Department of Urology, Hospital Universitario Ramón y Cajal, University of Alcalá, Madrid, Spain

Correspondence: Alberto Artiles Medina
Department of Urology, Hospital Universitario Ramón y Cajal, M-607, km. 9, 100, Madrid, 28034, Spain
Tel +91.336.87.60
Fax +91.336.87.59
Email [email protected]

Purpose: Prostatic multi-parametric magnetic resonance imaging (mpMRI) has markedly improved the assessment of men with suspected prostate cancer (PCa). Nevertheless, as mpMRI exhibits a high negative predictive value, a negative MRI may represent a diagnostic dilemma. The aim of this study was to evaluate the incidence of positive transperineal saturation biopsy in men who have negative mpMRI and to analyse the factors associated with positive biopsy in this scenario.
Patients and Methods: A retrospective study of men with normal mpMRI and suspicion of PCa who underwent saturation biopsy (≥ 20 cores) was carried out. A total of 580 patients underwent transperineal MRI/transrectal ultrasound fusion targeted biopsies or saturation prostate biopsies from January 2017 to September 2020. Of them, 73 had a pre-biopsy negative mpMRI (with Prostate Imaging – Reporting and Data System, PI-RADS, ≤ 2) and were included in this study. Demographics, clinical characteristics, data regarding biopsy results and potential predictive factors of positive saturation biopsy were collected. Univariate and multivariate logistic regression analyses were used to identify independent risk factors for MRI-invisible PCa.
Results: The detection rate of PCa with saturation biopsy in patients with negative MRI was 34/73 (46.58%). Out of 34 MRI-invisible prostate cancers detected, 12 (35.29%) were clinically significant PCa (csPCa) forms. Regarding factors of positive biopsy, in univariate analysis, the use of 5-alpha reductase inhibitors and free:total prostate-specific antigen (PSA) ratio were associated with the result of the saturation biopsy. In multivariate analysis, only an unfavourable free:total PSA ratio remained a risk factor (OR 11.03, CI95% 1.93– 63.15, p=0.01). Furthermore, multivariate logistic analysis demonstrated that prostate volume > 50mL significantly predicts the absence of csPCa on saturation biopsy (OR 0.11, 95% CI 0.01– 0.94, p=0.04).
Conclusion: A free:total PSA ratio < 20% is a risk factor for MRI-invisible PCa. Saturation biopsy could be considered in patients with suspected PCa, despite having a negative MRI.

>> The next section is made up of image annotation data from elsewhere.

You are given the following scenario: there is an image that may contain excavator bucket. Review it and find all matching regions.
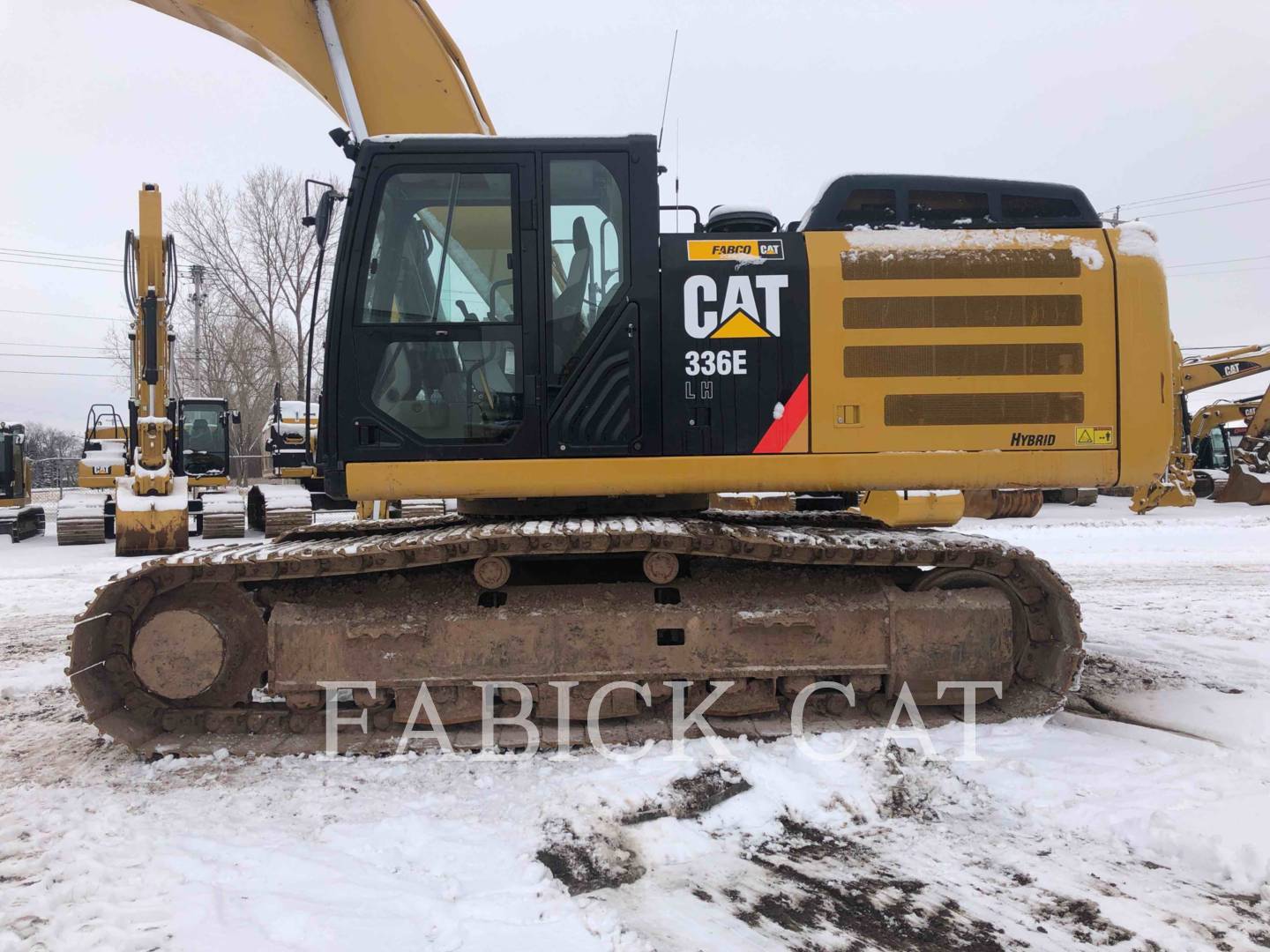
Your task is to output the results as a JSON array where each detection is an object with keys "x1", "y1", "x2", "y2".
[
  {"x1": 860, "y1": 490, "x2": 965, "y2": 528},
  {"x1": 1213, "y1": 464, "x2": 1270, "y2": 505},
  {"x1": 115, "y1": 480, "x2": 190, "y2": 556}
]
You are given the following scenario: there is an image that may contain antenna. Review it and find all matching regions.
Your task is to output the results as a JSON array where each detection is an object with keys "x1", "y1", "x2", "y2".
[
  {"x1": 656, "y1": 31, "x2": 679, "y2": 152},
  {"x1": 675, "y1": 116, "x2": 679, "y2": 231}
]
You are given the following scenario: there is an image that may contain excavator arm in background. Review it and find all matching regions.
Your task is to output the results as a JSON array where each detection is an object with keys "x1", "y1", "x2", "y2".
[
  {"x1": 1132, "y1": 341, "x2": 1270, "y2": 514},
  {"x1": 135, "y1": 0, "x2": 494, "y2": 138},
  {"x1": 1213, "y1": 390, "x2": 1270, "y2": 505}
]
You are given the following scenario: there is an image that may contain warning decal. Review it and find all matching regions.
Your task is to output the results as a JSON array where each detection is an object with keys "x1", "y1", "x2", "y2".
[{"x1": 1076, "y1": 427, "x2": 1115, "y2": 447}]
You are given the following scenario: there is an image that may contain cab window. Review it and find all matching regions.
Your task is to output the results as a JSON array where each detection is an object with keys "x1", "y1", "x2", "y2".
[
  {"x1": 361, "y1": 171, "x2": 517, "y2": 324},
  {"x1": 908, "y1": 190, "x2": 990, "y2": 226},
  {"x1": 180, "y1": 406, "x2": 228, "y2": 476},
  {"x1": 546, "y1": 159, "x2": 630, "y2": 387}
]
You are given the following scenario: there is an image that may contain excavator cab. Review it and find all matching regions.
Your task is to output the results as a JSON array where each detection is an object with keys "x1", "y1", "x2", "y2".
[
  {"x1": 78, "y1": 404, "x2": 131, "y2": 488},
  {"x1": 318, "y1": 136, "x2": 1172, "y2": 511},
  {"x1": 174, "y1": 398, "x2": 239, "y2": 487},
  {"x1": 0, "y1": 423, "x2": 44, "y2": 542}
]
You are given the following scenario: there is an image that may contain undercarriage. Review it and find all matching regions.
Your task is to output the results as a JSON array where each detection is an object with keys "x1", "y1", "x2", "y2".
[{"x1": 69, "y1": 511, "x2": 1083, "y2": 754}]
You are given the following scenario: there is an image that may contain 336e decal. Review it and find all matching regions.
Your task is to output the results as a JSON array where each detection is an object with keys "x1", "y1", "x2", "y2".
[{"x1": 684, "y1": 350, "x2": 745, "y2": 377}]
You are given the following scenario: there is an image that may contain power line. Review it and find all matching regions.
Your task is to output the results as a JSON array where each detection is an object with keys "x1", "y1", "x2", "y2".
[
  {"x1": 0, "y1": 368, "x2": 123, "y2": 380},
  {"x1": 0, "y1": 257, "x2": 214, "y2": 278},
  {"x1": 1166, "y1": 255, "x2": 1270, "y2": 271},
  {"x1": 0, "y1": 307, "x2": 131, "y2": 324},
  {"x1": 1169, "y1": 264, "x2": 1270, "y2": 280},
  {"x1": 0, "y1": 257, "x2": 119, "y2": 274},
  {"x1": 0, "y1": 248, "x2": 119, "y2": 264},
  {"x1": 1138, "y1": 196, "x2": 1270, "y2": 219},
  {"x1": 0, "y1": 340, "x2": 110, "y2": 347},
  {"x1": 1120, "y1": 179, "x2": 1270, "y2": 208}
]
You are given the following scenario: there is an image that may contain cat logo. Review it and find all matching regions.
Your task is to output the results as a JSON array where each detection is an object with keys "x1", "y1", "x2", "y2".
[
  {"x1": 1213, "y1": 361, "x2": 1259, "y2": 377},
  {"x1": 688, "y1": 239, "x2": 785, "y2": 264},
  {"x1": 684, "y1": 274, "x2": 790, "y2": 340}
]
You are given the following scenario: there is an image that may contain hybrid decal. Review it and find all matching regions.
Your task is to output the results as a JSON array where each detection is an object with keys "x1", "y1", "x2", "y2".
[{"x1": 1010, "y1": 433, "x2": 1058, "y2": 447}]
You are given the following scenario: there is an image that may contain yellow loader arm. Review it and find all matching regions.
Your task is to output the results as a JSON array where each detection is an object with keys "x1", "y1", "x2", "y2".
[{"x1": 135, "y1": 0, "x2": 494, "y2": 138}]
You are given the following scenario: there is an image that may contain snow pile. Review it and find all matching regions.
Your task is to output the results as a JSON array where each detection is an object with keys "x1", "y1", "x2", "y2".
[
  {"x1": 57, "y1": 490, "x2": 107, "y2": 519},
  {"x1": 84, "y1": 439, "x2": 128, "y2": 465},
  {"x1": 842, "y1": 226, "x2": 1102, "y2": 271},
  {"x1": 251, "y1": 482, "x2": 312, "y2": 509},
  {"x1": 199, "y1": 488, "x2": 245, "y2": 513},
  {"x1": 278, "y1": 400, "x2": 318, "y2": 423},
  {"x1": 1115, "y1": 221, "x2": 1162, "y2": 263}
]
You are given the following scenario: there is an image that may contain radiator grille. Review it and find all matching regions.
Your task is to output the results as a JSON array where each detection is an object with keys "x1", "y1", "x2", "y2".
[
  {"x1": 842, "y1": 294, "x2": 1082, "y2": 330},
  {"x1": 842, "y1": 248, "x2": 1080, "y2": 280},
  {"x1": 884, "y1": 393, "x2": 1085, "y2": 427},
  {"x1": 842, "y1": 344, "x2": 1085, "y2": 377}
]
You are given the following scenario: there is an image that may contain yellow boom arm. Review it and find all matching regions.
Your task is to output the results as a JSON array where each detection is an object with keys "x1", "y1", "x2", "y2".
[{"x1": 129, "y1": 0, "x2": 494, "y2": 138}]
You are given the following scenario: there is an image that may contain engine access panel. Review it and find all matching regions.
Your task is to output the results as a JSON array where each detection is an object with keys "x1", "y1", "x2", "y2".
[{"x1": 661, "y1": 233, "x2": 811, "y2": 456}]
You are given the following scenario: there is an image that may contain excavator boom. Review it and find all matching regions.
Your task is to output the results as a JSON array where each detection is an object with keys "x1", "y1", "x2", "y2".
[{"x1": 129, "y1": 0, "x2": 494, "y2": 138}]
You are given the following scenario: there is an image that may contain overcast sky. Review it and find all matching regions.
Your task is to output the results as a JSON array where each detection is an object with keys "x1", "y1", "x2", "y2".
[{"x1": 0, "y1": 0, "x2": 1270, "y2": 429}]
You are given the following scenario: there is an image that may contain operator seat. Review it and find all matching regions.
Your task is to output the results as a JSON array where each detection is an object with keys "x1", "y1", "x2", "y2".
[{"x1": 550, "y1": 214, "x2": 591, "y2": 382}]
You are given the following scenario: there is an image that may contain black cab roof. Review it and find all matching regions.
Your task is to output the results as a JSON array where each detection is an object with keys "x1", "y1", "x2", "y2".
[{"x1": 799, "y1": 175, "x2": 1102, "y2": 231}]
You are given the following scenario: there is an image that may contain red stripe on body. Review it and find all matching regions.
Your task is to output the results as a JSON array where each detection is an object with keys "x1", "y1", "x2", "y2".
[{"x1": 753, "y1": 375, "x2": 808, "y2": 453}]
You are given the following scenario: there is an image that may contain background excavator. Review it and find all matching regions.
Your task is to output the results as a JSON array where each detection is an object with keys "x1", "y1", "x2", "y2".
[
  {"x1": 0, "y1": 421, "x2": 44, "y2": 542},
  {"x1": 57, "y1": 184, "x2": 245, "y2": 554},
  {"x1": 1132, "y1": 344, "x2": 1270, "y2": 513},
  {"x1": 69, "y1": 0, "x2": 1175, "y2": 751}
]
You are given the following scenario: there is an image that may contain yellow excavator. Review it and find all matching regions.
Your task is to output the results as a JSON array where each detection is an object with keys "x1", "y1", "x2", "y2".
[
  {"x1": 69, "y1": 0, "x2": 1175, "y2": 753},
  {"x1": 57, "y1": 191, "x2": 245, "y2": 554},
  {"x1": 1132, "y1": 344, "x2": 1270, "y2": 513},
  {"x1": 0, "y1": 421, "x2": 44, "y2": 542}
]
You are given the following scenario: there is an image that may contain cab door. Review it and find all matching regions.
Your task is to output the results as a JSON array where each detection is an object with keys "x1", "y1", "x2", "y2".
[
  {"x1": 337, "y1": 152, "x2": 542, "y2": 462},
  {"x1": 541, "y1": 152, "x2": 658, "y2": 457}
]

Keywords: clinically significant prostate cancer, multi-parametric magnetic resonance imaging, negative MRI, prostate cancer, saturation biopsy

Introduction

Prostatic multi-parametric magnetic resonance imaging (mpMRI) has experienced a great development becoming a cornerstone of the management of prostate cancer (PCa).¹ It is used to better target lesions in biopsy-naïve patients, before repeating biopsy in patients with a growing prostate-specific antigen (PSA) level and previous negative biopsy, in patients on active surveillance (AS) and to improve the prostate cancer staging, mainly in relation to extracapsular extension. Recently, several guidelines have endorsed the routine use of mpMRI in biopsy-naïve patients with suspected PCa and there is an ongoing implementation process in clinical practice.²

The negative predictive value of a normal mpMRI (nMRI) is high, and many urologists may use a nMRI to avoid prostate biopsies altogether.³

A meta-analysis showed that the sensitivity and specificity for mpMRI is 0.87 [95% CI, 0.81–0.91] and 0.68 [95% CI, 0.56–0.79], respectively. It suggests that mpMRI is a sensitive tool to diagnose PCa.⁴ However, although we live in the era of mpMRI, the role of saturation biopsy in reducing the false negative rate is a controverted issue.

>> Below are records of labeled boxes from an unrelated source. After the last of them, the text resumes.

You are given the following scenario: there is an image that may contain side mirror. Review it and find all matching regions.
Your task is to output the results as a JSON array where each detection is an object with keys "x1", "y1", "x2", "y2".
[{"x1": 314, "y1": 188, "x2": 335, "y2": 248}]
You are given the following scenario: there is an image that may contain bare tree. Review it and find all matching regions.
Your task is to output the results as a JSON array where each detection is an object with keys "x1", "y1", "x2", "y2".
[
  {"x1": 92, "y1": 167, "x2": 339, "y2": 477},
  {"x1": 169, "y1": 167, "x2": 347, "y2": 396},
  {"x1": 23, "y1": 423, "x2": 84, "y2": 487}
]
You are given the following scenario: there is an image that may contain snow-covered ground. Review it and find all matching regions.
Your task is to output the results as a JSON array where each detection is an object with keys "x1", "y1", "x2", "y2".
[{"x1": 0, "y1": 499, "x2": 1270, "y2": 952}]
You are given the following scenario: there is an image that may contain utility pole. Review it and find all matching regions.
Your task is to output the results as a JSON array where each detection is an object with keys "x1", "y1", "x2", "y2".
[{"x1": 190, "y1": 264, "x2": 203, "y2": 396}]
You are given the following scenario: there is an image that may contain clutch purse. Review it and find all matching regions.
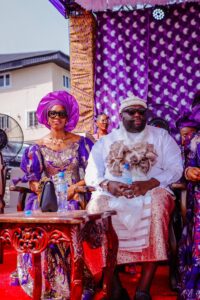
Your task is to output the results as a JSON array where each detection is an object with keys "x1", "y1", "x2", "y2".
[{"x1": 40, "y1": 179, "x2": 58, "y2": 212}]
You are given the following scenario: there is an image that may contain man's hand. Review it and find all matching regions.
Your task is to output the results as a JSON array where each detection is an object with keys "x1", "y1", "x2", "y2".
[
  {"x1": 108, "y1": 181, "x2": 130, "y2": 197},
  {"x1": 125, "y1": 178, "x2": 160, "y2": 198},
  {"x1": 185, "y1": 167, "x2": 200, "y2": 181}
]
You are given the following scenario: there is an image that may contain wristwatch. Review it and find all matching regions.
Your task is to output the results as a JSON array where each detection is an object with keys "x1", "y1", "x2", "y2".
[{"x1": 100, "y1": 179, "x2": 110, "y2": 192}]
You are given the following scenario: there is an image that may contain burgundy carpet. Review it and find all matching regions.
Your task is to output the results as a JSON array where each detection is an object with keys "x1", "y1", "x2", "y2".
[{"x1": 0, "y1": 248, "x2": 176, "y2": 300}]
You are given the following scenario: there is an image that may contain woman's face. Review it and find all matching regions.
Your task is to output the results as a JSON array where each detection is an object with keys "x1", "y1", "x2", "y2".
[
  {"x1": 48, "y1": 105, "x2": 67, "y2": 130},
  {"x1": 180, "y1": 127, "x2": 197, "y2": 146}
]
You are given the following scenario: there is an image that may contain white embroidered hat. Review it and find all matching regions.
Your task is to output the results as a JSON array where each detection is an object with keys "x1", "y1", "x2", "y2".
[{"x1": 119, "y1": 95, "x2": 147, "y2": 113}]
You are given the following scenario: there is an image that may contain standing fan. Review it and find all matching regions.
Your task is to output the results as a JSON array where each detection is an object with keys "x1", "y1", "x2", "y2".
[{"x1": 0, "y1": 114, "x2": 24, "y2": 164}]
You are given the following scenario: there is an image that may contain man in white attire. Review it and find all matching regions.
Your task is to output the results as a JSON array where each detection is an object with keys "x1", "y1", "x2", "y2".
[{"x1": 85, "y1": 96, "x2": 183, "y2": 300}]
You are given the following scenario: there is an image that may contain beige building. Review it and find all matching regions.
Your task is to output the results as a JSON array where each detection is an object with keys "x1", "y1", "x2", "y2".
[{"x1": 0, "y1": 51, "x2": 70, "y2": 142}]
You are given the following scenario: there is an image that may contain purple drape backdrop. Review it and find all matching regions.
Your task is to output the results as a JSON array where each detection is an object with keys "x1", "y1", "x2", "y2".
[{"x1": 95, "y1": 3, "x2": 200, "y2": 137}]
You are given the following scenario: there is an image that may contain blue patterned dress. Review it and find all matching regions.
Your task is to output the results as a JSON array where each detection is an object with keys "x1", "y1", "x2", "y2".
[
  {"x1": 17, "y1": 137, "x2": 93, "y2": 299},
  {"x1": 179, "y1": 133, "x2": 200, "y2": 300}
]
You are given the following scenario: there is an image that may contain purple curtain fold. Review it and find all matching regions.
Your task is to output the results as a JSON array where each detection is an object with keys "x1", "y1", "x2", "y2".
[{"x1": 95, "y1": 3, "x2": 200, "y2": 137}]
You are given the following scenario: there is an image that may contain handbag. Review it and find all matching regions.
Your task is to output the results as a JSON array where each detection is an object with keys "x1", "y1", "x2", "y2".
[{"x1": 40, "y1": 179, "x2": 58, "y2": 212}]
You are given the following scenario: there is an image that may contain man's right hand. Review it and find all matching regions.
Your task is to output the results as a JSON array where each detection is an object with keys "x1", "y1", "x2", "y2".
[{"x1": 105, "y1": 181, "x2": 128, "y2": 197}]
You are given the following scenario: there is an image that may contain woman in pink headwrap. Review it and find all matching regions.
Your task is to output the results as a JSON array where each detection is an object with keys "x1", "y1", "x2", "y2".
[{"x1": 17, "y1": 91, "x2": 92, "y2": 299}]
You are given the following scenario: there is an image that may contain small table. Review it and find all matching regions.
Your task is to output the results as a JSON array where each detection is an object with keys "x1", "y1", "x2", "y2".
[{"x1": 0, "y1": 210, "x2": 118, "y2": 300}]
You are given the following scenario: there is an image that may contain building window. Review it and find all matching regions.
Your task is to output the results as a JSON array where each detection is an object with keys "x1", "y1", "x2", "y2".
[
  {"x1": 63, "y1": 75, "x2": 71, "y2": 89},
  {"x1": 28, "y1": 111, "x2": 38, "y2": 127},
  {"x1": 0, "y1": 116, "x2": 10, "y2": 129},
  {"x1": 0, "y1": 74, "x2": 10, "y2": 88}
]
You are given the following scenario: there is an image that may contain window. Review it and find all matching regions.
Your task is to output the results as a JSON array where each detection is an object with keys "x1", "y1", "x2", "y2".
[
  {"x1": 0, "y1": 74, "x2": 10, "y2": 88},
  {"x1": 0, "y1": 116, "x2": 10, "y2": 129},
  {"x1": 63, "y1": 75, "x2": 71, "y2": 89},
  {"x1": 28, "y1": 111, "x2": 38, "y2": 127}
]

As a consequence of the interest in defining more accurate prostate biopsy schemes, the concepts of “extended biopsy” (10–12 cores) and “saturation biopsy” (≥20 cores) have emerged.⁵ Saturation biopsy can be performed via transrectal or transperineal approaches, with similarly high detection rates. Recently, the transperineal approach has been preferred because of sampling accuracy, particularly for the anterior prostate region. The cancer detection rate of transperineal saturation biopsy is approximately 40–60% in repeated biopsies. Previous studies on saturation repeat biopsy showed higher detection rates than those on TRUS-guided repeat biopsy.⁶

Currently, pre-biopsy multiparametric MRI is recommended by several guidelines, not only for men with persistent suspicion of prostate cancer after prior negative systematic biopsy, but also before the first biopsy.⁷ According to the updated European Association of Urology (EAU) guidelines, in patients with prior negative biopsy, when mpMRI is negative (ie, Prostate Imaging – Reporting and Data System, PI-RADS, ≤2), and clinical suspicion of prostate cancer is high, there is strong evidence to perform a systematic biopsy based on shared decision-making with the patient. On the other hand, in biopsy-naïve patients, there is a weak evidence to recommend a systematic biopsy when mpMRI is negative, and clinical suspicion of prostate cancer is low. Furthermore, these guidelines recommend to do not use mpMRI as an initial screening tool.⁸

PI-RADS allows standardization of prostate MRI interpretation. The PI-RADS v2 document was launched in 2014.⁹ A considerable variability in PI-RADS score assignment and significant cancer yield across radiologists has been reported.¹⁰ As a result, scepticism against MRI reporting is prevalent among some clinicians. The study of Nassiri et al, involving more than 2000 MRI/ultrasound-fusion biopsies, indicates that if biopsy is indicated on clinical grounds (eg, palpable abnormality, family or racial history, persistent PSA suspicion), a negative mpMRI should not preclude a systematic biopsy.¹¹

With the advent of prostatic mpMRI studies, considered as a reliable diagnostic tool of prostate cancer, it is necessary to identify the predictive factors for positive saturation biopsy in patients with negative mpMRI. Several parameters, especially increased PSA density, may help to select patients who need a rebiopsy after a negative MRI.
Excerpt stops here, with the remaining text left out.